Spider-Man: Turn Off The Dark is a high-octane, thrilling adventure through New York City’s darkest hour. While definitely not perfect, Spidey has a lot of things going for it. It’s brilliantly creative use of the stage and fantastic directing by Julie Taymor make it a worthwhile experience despite some major plot holes and a forgettable soundtrack. Is this the web-slinging adventure we paid for or are our Spidey senses malfunctioning? Let’s find out!
As stated earlier,Spider-Man: Turn Off The Dark is a visual treat. Spidey glides from one side of the stage to the other and the aerial fight scenes look absolutely amazing. The critics weren’t kidding when they said that it takes your breath away. The last battle involving a fight between Spider-Man and the Green Goblin took place on the Chrysler Building, and Taymor’s ability to stage the fight certainly deserves applause.
However, there are many aspects of Spidey’s Broadway debut that take away from it being all it could be; the most noticeable of which is Taymor’s addition of unnecessary characters. Arachne, Emily Oswald, and the entire Sinister Six could have been taken out of the script completely since they were all thin, irrelevant, and in some cases, annoying.
The biggest let-down for me was the soundtrack. I have been thoroughly surprised with Broadway music recently from How to Succeed in Business’ 50’s jazz to the nostalgic roar of The Lion King. I can agree that writing music for a superhero is challenging but the score, written by Bono and the Edge, felt like a giant U2 commercial. Take a listen to “Bouncing Off The Walls” and you can see how heavily U2 focused on incorporating its own distinctive style rather than contributing to the story of the musical. Green Goblin’s ringtone was “Beautiful Day”, the dance music at the nightclub was “Vertigo”, and there were tons of homages to the band’s members as well.

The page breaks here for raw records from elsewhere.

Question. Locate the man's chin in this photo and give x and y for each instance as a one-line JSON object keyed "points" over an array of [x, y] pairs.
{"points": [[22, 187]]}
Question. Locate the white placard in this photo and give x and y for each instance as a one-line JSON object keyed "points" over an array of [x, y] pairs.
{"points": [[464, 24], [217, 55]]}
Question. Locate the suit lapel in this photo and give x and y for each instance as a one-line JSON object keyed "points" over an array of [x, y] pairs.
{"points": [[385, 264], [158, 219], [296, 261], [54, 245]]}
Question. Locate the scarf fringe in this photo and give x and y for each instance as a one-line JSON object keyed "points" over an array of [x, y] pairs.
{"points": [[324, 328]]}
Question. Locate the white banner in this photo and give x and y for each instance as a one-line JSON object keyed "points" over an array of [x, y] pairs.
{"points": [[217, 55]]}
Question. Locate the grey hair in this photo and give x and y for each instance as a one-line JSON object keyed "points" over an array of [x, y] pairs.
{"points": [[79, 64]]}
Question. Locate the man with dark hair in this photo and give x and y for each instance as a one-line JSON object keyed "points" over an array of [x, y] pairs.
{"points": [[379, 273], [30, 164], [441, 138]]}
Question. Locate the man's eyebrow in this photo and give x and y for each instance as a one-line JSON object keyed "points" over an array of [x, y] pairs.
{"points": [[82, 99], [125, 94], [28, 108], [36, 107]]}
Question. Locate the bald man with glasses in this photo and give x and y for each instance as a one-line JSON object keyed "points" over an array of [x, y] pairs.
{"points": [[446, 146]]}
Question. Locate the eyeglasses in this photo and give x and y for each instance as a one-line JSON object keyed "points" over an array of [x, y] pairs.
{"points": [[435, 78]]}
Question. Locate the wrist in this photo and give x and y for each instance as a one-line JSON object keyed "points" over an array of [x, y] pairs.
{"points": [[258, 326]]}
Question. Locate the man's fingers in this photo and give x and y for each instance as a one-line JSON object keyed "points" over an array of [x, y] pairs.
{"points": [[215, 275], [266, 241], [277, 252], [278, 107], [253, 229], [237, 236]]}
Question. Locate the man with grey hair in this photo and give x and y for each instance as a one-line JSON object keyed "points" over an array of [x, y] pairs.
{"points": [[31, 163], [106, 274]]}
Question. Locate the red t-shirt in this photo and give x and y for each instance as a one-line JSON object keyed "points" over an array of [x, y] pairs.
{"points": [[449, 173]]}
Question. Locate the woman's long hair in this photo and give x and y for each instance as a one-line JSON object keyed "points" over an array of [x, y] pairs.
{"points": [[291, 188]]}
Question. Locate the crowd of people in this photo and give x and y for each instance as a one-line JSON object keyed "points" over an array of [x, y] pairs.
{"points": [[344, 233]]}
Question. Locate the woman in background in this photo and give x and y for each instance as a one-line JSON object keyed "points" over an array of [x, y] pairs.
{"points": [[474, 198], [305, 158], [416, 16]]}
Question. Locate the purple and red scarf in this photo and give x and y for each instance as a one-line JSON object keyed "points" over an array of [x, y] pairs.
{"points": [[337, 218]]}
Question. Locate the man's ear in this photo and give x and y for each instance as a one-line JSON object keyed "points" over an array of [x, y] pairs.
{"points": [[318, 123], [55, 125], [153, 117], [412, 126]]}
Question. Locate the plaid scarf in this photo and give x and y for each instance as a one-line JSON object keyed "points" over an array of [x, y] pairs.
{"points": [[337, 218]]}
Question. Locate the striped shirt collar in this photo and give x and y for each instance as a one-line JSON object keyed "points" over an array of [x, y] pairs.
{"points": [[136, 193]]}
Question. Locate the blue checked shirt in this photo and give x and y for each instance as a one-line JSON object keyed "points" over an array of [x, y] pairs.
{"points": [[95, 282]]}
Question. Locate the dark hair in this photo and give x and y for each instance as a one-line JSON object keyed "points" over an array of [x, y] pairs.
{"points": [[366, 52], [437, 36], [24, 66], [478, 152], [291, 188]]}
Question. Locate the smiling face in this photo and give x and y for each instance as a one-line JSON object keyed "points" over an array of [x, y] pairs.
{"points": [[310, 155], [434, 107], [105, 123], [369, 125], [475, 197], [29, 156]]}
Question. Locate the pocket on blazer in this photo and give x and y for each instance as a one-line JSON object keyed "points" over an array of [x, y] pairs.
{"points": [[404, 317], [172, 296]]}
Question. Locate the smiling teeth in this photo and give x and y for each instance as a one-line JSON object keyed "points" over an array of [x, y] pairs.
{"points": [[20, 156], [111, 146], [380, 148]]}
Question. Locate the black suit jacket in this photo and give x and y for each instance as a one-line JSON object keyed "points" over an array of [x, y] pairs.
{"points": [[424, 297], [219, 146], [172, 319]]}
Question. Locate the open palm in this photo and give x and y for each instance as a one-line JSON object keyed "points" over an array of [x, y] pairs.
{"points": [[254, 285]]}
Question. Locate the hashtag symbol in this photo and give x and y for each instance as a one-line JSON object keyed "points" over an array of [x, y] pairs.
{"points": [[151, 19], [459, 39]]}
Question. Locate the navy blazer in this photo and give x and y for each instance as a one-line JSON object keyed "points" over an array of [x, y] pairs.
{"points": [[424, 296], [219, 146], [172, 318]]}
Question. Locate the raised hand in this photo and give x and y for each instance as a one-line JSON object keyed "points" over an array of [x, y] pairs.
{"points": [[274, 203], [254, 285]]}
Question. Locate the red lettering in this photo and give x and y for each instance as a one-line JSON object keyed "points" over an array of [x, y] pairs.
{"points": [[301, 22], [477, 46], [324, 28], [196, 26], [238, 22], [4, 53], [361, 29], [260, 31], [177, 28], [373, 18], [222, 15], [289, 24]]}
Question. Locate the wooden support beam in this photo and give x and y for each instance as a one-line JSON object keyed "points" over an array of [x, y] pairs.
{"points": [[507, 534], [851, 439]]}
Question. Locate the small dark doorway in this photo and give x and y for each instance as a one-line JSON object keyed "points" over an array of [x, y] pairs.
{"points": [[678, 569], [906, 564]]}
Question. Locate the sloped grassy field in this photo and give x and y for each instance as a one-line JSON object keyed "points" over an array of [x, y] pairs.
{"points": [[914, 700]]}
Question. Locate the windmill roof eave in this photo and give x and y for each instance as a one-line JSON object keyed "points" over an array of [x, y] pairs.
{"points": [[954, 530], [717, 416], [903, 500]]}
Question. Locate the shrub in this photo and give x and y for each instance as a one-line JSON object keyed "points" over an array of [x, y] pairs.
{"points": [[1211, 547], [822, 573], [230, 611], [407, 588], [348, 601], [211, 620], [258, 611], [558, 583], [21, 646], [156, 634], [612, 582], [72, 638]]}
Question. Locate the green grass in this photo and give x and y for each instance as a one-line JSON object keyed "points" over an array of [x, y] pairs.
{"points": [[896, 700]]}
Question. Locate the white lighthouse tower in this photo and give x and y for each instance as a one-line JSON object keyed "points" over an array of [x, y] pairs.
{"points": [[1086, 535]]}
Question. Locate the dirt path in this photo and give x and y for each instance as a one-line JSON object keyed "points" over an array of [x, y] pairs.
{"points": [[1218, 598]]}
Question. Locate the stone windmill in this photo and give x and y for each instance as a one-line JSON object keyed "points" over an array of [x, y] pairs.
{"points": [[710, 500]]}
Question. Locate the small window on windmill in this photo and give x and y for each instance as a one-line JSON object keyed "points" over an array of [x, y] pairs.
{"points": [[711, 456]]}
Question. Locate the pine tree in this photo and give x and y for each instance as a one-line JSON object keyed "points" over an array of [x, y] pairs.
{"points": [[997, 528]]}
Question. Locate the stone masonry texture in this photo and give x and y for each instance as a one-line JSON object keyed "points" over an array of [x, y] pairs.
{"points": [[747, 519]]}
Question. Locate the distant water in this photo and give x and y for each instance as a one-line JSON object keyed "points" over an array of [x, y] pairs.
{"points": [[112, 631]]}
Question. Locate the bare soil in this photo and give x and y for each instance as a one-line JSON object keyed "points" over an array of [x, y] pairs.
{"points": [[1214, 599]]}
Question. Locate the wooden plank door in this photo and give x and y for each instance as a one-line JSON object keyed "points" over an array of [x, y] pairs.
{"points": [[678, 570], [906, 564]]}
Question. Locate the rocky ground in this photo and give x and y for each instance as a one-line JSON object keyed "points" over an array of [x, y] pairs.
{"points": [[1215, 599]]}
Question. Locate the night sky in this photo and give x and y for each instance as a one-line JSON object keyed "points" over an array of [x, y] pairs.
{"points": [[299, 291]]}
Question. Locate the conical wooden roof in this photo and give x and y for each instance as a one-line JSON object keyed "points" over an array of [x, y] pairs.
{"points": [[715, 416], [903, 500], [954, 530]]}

Another pet peeve I had with the play was Peter Parker himself. He is just unlikeable. One of the most unique aspects of the Spider-Man franchise is how down to earth Peter Parker is. He’s not a hotshot billionaire or a dashingly handsome mutant. He’s an admirable college kid with a true passion for helping those in need. The Peter Parker in Spider-Man: Turn Off The Dark dressed like a total hipster, avoided every charming aspect of Maguire’s Parker, and overeacted to the point where you want to root for the enemy. However, as for the other characters, the casting is spot on. Patrick Page steals the show as The Green Goblin while incorporating aspects of other famous super-villains like Lex Luthor and the Joker.
If you are forced to pay full price to see Spidey, I would recommend checking something else out. However, if you can snag cheap tickets, I highly recommend going just to be delighted by the musical’s visuals. The fight scenes are beautifully choreographed and Spider-Man: Turn Off The Dark clearly believes in bringing the play directly to the audience, meaning Spidey and the Goblin will be going at it just inches away from you!